To address the lack of valid estimation methods for causal excursion effects on the odds ratio scale in micro-randomized trials (MRTs), this paper introduces the first causal excursion odds ratio (CEOR) estimation framework for longitudinal binary outcomes. Methodologically, it proposes a doubly robust generalized estimating equation that integrates inverse probability weighting with regression adjustment, augmented by an association perturbation model to accommodate complex, covariate-dependent randomization mechanisms; it supports arbitrary link functions and is robust to misspecification of the association model under the null. The estimator is proven to be consistent and asymptotically normal. Simulation studies demonstrate strong finite-sample performance, and application to the Drink Less alcohol intervention trial successfully identifies the immediate effect of notification enablement rate. This work fills a critical gap in odds-ratio-scale causal inference for MRTs and expands the statistical toolkit for evaluating dynamic mobile health interventions.

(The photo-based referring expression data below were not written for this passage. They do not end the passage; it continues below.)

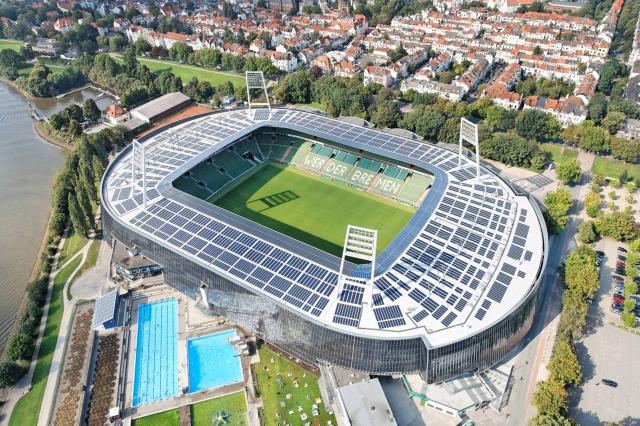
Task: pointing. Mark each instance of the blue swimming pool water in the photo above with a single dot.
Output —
(213, 362)
(156, 369)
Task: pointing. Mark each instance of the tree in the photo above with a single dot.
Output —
(586, 232)
(564, 365)
(551, 398)
(295, 88)
(558, 203)
(10, 373)
(592, 138)
(546, 420)
(78, 219)
(614, 122)
(19, 347)
(568, 171)
(117, 43)
(509, 148)
(625, 149)
(620, 226)
(386, 114)
(142, 46)
(74, 128)
(597, 107)
(90, 110)
(534, 124)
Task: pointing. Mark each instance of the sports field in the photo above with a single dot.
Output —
(312, 209)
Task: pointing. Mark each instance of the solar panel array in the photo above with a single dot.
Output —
(456, 257)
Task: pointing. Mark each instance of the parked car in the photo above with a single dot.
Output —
(616, 308)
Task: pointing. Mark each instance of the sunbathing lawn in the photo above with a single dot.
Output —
(165, 418)
(611, 168)
(558, 152)
(11, 44)
(92, 259)
(72, 245)
(232, 406)
(187, 72)
(26, 411)
(273, 393)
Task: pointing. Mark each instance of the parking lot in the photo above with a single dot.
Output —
(607, 352)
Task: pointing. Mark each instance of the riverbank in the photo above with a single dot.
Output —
(46, 135)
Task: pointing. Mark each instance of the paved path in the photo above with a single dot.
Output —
(531, 364)
(23, 386)
(65, 327)
(90, 284)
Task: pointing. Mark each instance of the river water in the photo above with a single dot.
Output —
(27, 167)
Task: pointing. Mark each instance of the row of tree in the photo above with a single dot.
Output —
(580, 277)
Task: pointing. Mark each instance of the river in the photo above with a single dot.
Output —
(27, 167)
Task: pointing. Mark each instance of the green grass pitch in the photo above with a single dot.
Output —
(312, 209)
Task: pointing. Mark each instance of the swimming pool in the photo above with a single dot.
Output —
(213, 362)
(156, 369)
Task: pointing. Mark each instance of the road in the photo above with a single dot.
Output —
(529, 366)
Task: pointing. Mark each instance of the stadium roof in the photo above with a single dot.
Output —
(471, 253)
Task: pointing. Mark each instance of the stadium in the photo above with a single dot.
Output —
(333, 241)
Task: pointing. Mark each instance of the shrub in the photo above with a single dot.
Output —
(20, 346)
(10, 373)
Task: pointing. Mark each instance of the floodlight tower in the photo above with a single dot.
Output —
(469, 134)
(139, 165)
(255, 80)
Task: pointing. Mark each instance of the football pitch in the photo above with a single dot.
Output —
(312, 209)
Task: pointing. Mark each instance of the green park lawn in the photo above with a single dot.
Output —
(558, 152)
(165, 418)
(11, 44)
(313, 209)
(276, 380)
(26, 411)
(187, 72)
(233, 407)
(92, 259)
(72, 245)
(612, 168)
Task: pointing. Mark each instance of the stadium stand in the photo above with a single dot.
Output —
(384, 179)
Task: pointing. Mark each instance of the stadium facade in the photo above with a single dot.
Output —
(453, 293)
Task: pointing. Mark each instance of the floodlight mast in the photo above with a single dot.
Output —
(469, 134)
(139, 156)
(255, 80)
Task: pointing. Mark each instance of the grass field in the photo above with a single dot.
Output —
(313, 209)
(558, 152)
(72, 245)
(278, 379)
(233, 406)
(611, 168)
(26, 411)
(165, 418)
(11, 44)
(92, 259)
(187, 72)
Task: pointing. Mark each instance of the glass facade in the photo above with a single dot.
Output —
(312, 341)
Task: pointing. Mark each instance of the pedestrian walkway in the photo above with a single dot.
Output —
(22, 387)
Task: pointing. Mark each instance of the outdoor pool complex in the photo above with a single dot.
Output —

Micro-randomized trials (MRTs) have become increasingly popular for developing and evaluating mobile health interventions that promote healthy behaviors and manage chronic conditions. The recently proposed causal excursion effects have become the standard measure for interventions' marginal and moderated effect in MRTs. Existing methods for MRTs with binary outcomes focus on causal excursion effects on the relative risk scale. However, a causal excursion effect on the odds ratio scale is attractive for its interpretability and valid predicted probabilities, making it a valuable supplement to causal excursion relative risk. In this paper, we propose two novel estimators for the moderated causal excursion odds ratio for MRTs with longitudinal binary outcomes. When the prespecified moderator fully captures the way interventions are sequentially randomized, we propose a doubly robust estimator that remains consistent if either of two nuisance models is correctly specified. For more general settings in which treatment randomization depends on variables beyond the chosen moderator, we propose a general estimator that incorporates an association nuisance model. We further establish the general estimator's robustness to the misspecification of the association nuisance model under no causal effect, and extend the general estimator to accommodate any link functions. We establish the consistency and asymptotic normality of both estimators and demonstrate their performance through simulation studies. We apply the methods to Drink Less, a 30-day MRT for developing mobile health interventions to help reduce alcohol consumption, where the proximal outcome is whether the user opens the app in the hour following the notification.